O ex-presidente do PT, José Genoino, anunciou nesta quarta-feira a saída do governo federal após ser condenado na terça-feira (9) pelo Supremo Tribunal Federal (STF). "Retiro-me do governo com a consciência dos inocentes. Não me envergonho de nada. Continuarei a lutar com todas as minhas forças por um Brasil melhor, mais justo e soberano, como sempre fiz", disse, ao ler carta em pronunciamento. Genoino era assessor especial do ministro da Defesa, Celso Amorim.
A leitura da carta ocorreu no diretório nacional do Partido dos Trabalhadores (PT), onde representantes se reúnem desde manhã desta quarta-feira (10), em São Paulo, para discutir a conjuntura nacional e o posicionamento da legenda no segundo turno das eleições municipais no país.

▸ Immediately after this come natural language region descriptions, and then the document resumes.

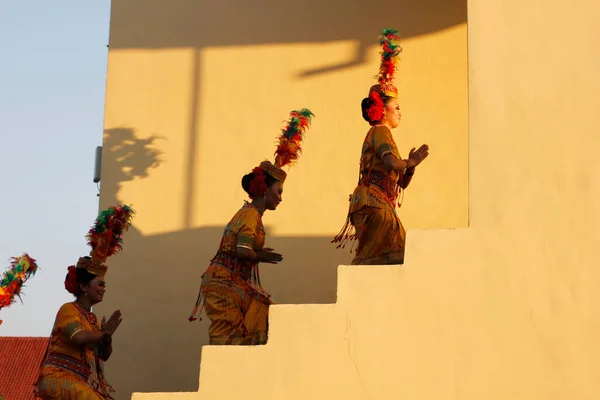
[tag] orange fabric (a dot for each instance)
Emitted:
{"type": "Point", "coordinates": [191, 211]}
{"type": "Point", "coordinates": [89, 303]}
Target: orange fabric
{"type": "Point", "coordinates": [381, 236]}
{"type": "Point", "coordinates": [372, 218]}
{"type": "Point", "coordinates": [68, 371]}
{"type": "Point", "coordinates": [231, 293]}
{"type": "Point", "coordinates": [377, 144]}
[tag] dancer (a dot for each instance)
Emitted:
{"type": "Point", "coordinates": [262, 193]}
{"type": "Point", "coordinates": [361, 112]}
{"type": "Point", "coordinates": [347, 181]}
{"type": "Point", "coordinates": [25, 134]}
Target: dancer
{"type": "Point", "coordinates": [372, 218]}
{"type": "Point", "coordinates": [79, 345]}
{"type": "Point", "coordinates": [21, 269]}
{"type": "Point", "coordinates": [231, 292]}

“Estou indignado. Uma injustiça monumental foi cometida! A Corte errou. A Corte foi, sobretudo, injusta, condenou um inocente." Genoino não deu entrevista aos jornalistas. Além de ter feito a leitura para a imprensa, ele também leu o texto no plenário da reunião e foi aplaudido pelos correligionários.
Encontro do PT
A reunião, segundo a assessoria do PT, já estava convocada antes mesmo da condenação pelo Supremo Tribunal Federal (STF), na terça (9), do ex-ministro José Dirceu, do ex-presidente do partido José Genoíno e do ex-tesoureiro Delúbio Soares por corrupção ativa.
Por volta das 10h40, já haviam chegado à sede do partido, no Centro da capital paulista, José Genoíno, o senador Humberto Costa (PT-PE), e o presidente da legenda, Rui Falcão. Era aguardada a chegada do ex-ministro José Dirceu, que é membro do diretório nacional do PT.
Segundo a assessoria de imprensa do PT, não estava prevista nenhuma moção de desagravo aos petistas condenados pelo STF nesta terça-feira.
Condenação
Nesta terça-feira, o ex-ministro da Casa Civil José Dirceu foi condenado por corrupção ativa pelo STF, por seis votos a dois. Os ministros da maior Corte do país concluíram que ele comandou o esquema de votos de apoios políticos no Congresso com uso de dinheiro público. Ainda falta o voto de dois ministros. O ex-ministro também será julgado pelo crime de formação de quadrilha, onde é apontado como “chefe da quadrilha” pela acusação.
Também foram condenados o ex-presidente do PT José Genoino, apontado como o articulador do esquema, o ex-tesoureiro do partido Delúbio Soares, que seria o operador do mensalão, e o grupo do empresário Marcos Valério, que alimentava o mensalão através das agências de publicidade. O crime de corrupção ativa prevê pena de dois a 12 anos de prisão. As penas só serão definidas pelos ministros do STF após o fim do julgamento.
Ao todo, 25 dos 37 réus do processo do mensalão já sofreram condenações na análise de cinco itens: desvio de recursos públicos, gestão fraudulenta, lavagem de dinheiro, corrupção entre partidos da base e corrupção ativa.